OKLAHOMA CITY — The biggest addition in the offseason for the Boston Celtics was Al Horford. When they swiped him from the Atlanta Hawks, the Celtics quickly gained the high expectations of competing with the top teams in the East.

However, whenever the Celtics take on squads considered to be potential title contenders this season, they came up short in games against the likes of Golden State, Cleveland, San Antonio and Houston.

That steak was extended to 0-6 on Friday after a 101-94 loss to the Toronto Raptors.

While the Celtics (13-10) refuse to make excuses for the defeats, except pointing fingers at their own play, there are reasons why they haven't been at their best against the best. Injuries to key players early in the season played a role.

Horford missed games against the Cavaliers and Warriors. Jae Crowder was on the bench in street clothes right next to him. Against the Raptors, guard Isiah Thomas sat out as he nurses a groin pull.

Publicly, Boston coach Brad Stevens is trying to convey the positives of having his best players miss games in that it gives role players an opportunity to play big minutes.

“It's always tough because you're kind of always managing a curveball here or there,” Stevens told reporters. “But I look at it as a good thing in the long run with regard to more people are getting opportunities. And maybe this expedites Jaylen Brown's learning curve, expedites Terry Rozier's learning curve. They're getting to see things and go through things and do things that maybe they don't get as much when we're fully healthy. It is what it is. You prepare with who you have available and you move forward.”

Thomas has already been ruled out of Boston's game with the Oklahoma City Thunder (14-9) on Sunday night at the Chesapeake Energy Arena. But, while the Thunder may not be considered one of the best teams in the NBA, they have a player who is making a claim to be considered the best in the league in Russell Westbrook.

Westbrook has a streak of seven consecutive triples-doubles, which ties him with the modern record of Michael Jordan in the 1988-89 season.

However, with his last triple-double coming in a loss, Westbrook had no interest in talking about tying Jordan.

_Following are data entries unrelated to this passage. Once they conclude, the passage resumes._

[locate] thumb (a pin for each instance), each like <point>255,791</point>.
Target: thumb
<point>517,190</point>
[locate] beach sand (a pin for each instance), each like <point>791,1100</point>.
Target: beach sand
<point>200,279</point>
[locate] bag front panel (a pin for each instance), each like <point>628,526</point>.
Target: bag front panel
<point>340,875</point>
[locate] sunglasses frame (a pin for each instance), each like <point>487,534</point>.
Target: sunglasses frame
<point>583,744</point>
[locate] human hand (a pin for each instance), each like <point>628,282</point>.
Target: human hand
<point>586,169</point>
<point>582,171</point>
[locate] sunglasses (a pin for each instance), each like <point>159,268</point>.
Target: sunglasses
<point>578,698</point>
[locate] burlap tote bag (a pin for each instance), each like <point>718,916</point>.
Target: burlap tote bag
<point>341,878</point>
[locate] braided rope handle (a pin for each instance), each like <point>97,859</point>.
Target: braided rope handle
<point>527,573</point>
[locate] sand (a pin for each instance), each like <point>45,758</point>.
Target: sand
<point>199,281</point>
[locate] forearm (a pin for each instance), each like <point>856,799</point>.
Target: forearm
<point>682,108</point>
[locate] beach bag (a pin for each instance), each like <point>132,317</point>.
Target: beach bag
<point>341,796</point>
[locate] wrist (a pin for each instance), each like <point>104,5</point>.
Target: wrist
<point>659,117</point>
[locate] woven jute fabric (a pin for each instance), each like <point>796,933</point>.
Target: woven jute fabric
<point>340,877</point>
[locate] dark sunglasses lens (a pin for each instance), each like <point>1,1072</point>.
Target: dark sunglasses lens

His opponents had no problem discussing the feat.

“You could just make a whole documentary about him,” Rockets coach Mike D'Antoni said. “With his energy level and the way he's playing and what he's doing for this team, it's remarkable. When I'm not coaching against him, it's fun to watch, but it wasn't much fun tonight.”

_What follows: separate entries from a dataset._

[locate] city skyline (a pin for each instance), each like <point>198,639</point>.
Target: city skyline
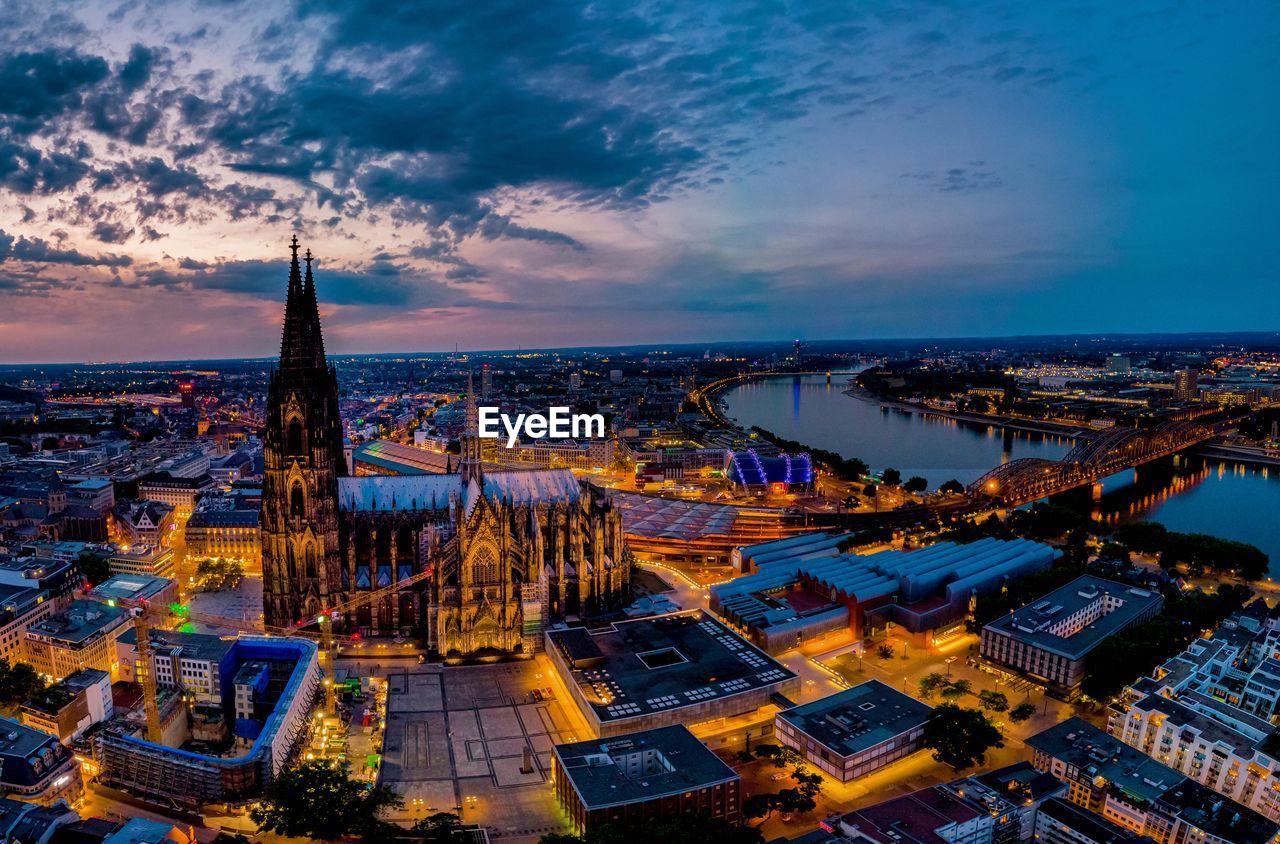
<point>554,177</point>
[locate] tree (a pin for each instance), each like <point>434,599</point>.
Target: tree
<point>931,683</point>
<point>316,799</point>
<point>959,737</point>
<point>94,568</point>
<point>18,683</point>
<point>993,701</point>
<point>1022,712</point>
<point>439,826</point>
<point>1143,537</point>
<point>778,754</point>
<point>915,484</point>
<point>686,829</point>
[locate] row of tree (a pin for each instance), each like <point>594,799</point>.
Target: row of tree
<point>1197,551</point>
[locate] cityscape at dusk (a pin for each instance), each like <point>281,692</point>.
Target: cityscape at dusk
<point>501,176</point>
<point>603,423</point>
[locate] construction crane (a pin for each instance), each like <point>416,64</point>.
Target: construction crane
<point>145,617</point>
<point>336,612</point>
<point>145,676</point>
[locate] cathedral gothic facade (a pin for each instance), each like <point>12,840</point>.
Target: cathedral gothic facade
<point>504,551</point>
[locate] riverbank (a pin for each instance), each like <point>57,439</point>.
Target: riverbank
<point>1033,427</point>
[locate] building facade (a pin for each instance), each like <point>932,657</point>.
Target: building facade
<point>497,551</point>
<point>643,778</point>
<point>1048,641</point>
<point>855,731</point>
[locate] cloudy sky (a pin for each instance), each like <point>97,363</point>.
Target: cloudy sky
<point>508,173</point>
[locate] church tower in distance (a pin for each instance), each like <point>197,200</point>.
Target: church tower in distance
<point>304,459</point>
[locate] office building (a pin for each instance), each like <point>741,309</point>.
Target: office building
<point>135,591</point>
<point>155,561</point>
<point>225,533</point>
<point>36,767</point>
<point>1050,639</point>
<point>1061,822</point>
<point>145,523</point>
<point>191,780</point>
<point>80,637</point>
<point>59,579</point>
<point>1138,793</point>
<point>19,608</point>
<point>643,776</point>
<point>1185,384</point>
<point>177,491</point>
<point>649,673</point>
<point>196,662</point>
<point>855,731</point>
<point>71,707</point>
<point>807,589</point>
<point>1208,711</point>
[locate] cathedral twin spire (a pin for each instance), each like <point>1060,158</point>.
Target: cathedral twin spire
<point>301,343</point>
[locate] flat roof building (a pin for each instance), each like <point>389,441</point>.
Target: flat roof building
<point>1048,641</point>
<point>150,560</point>
<point>643,776</point>
<point>19,608</point>
<point>80,637</point>
<point>855,731</point>
<point>804,589</point>
<point>36,767</point>
<point>135,589</point>
<point>677,669</point>
<point>1138,793</point>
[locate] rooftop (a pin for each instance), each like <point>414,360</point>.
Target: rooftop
<point>1048,623</point>
<point>650,665</point>
<point>858,719</point>
<point>640,766</point>
<point>129,587</point>
<point>1104,757</point>
<point>80,621</point>
<point>1095,827</point>
<point>195,646</point>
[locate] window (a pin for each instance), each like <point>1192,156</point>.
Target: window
<point>293,445</point>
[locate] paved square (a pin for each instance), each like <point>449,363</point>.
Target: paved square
<point>457,738</point>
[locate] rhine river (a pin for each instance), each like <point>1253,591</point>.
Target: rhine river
<point>1200,496</point>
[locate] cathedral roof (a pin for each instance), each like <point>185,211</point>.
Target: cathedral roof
<point>432,492</point>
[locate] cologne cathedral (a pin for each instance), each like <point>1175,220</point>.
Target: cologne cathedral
<point>504,550</point>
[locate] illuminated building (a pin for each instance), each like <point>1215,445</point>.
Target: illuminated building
<point>1050,639</point>
<point>641,778</point>
<point>1185,384</point>
<point>809,589</point>
<point>1138,793</point>
<point>780,474</point>
<point>80,637</point>
<point>190,779</point>
<point>855,731</point>
<point>677,669</point>
<point>71,707</point>
<point>36,767</point>
<point>507,547</point>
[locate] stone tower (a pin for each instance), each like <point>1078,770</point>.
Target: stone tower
<point>304,459</point>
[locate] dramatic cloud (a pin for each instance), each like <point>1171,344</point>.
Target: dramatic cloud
<point>512,173</point>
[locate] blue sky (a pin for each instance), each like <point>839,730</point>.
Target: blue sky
<point>499,174</point>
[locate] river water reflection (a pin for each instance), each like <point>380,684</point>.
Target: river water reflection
<point>1197,495</point>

The Celtics lay claim to having the longest streak in the NBA of not allowing a triple-double. The last player to earn a triple-double against Boston was John Wall in 2014.

“He's an animal. Everybody in this league knows Russ is an animal,” Boston's Marcus Smart told ESPN.com. “He deserves the respect he gets. He earns it. With a guy like that, you just have to go out and play your best and hope to contain him. You know he's going to get his. You just have to stop those other guys.”

If Boston is able to slow down Westbrook, the Thunder needs to see more of the Steven Adams that they saw Friday. He set a career high with 24 points, yet didn't play down the stretch because coach Billy Donovan wanted to use Jerami Grant.

Adams said a lot of his points were due to the attention given to Westbrook.

“They always do send two guys. They always try and put two guys on Russ, three guys, whatever,” Adams said. “The reason I got open was that their weakside wasn't actually pulling across like other teams would do. That allowed me to roll down the lane without being touched at all. I was getting free runs.”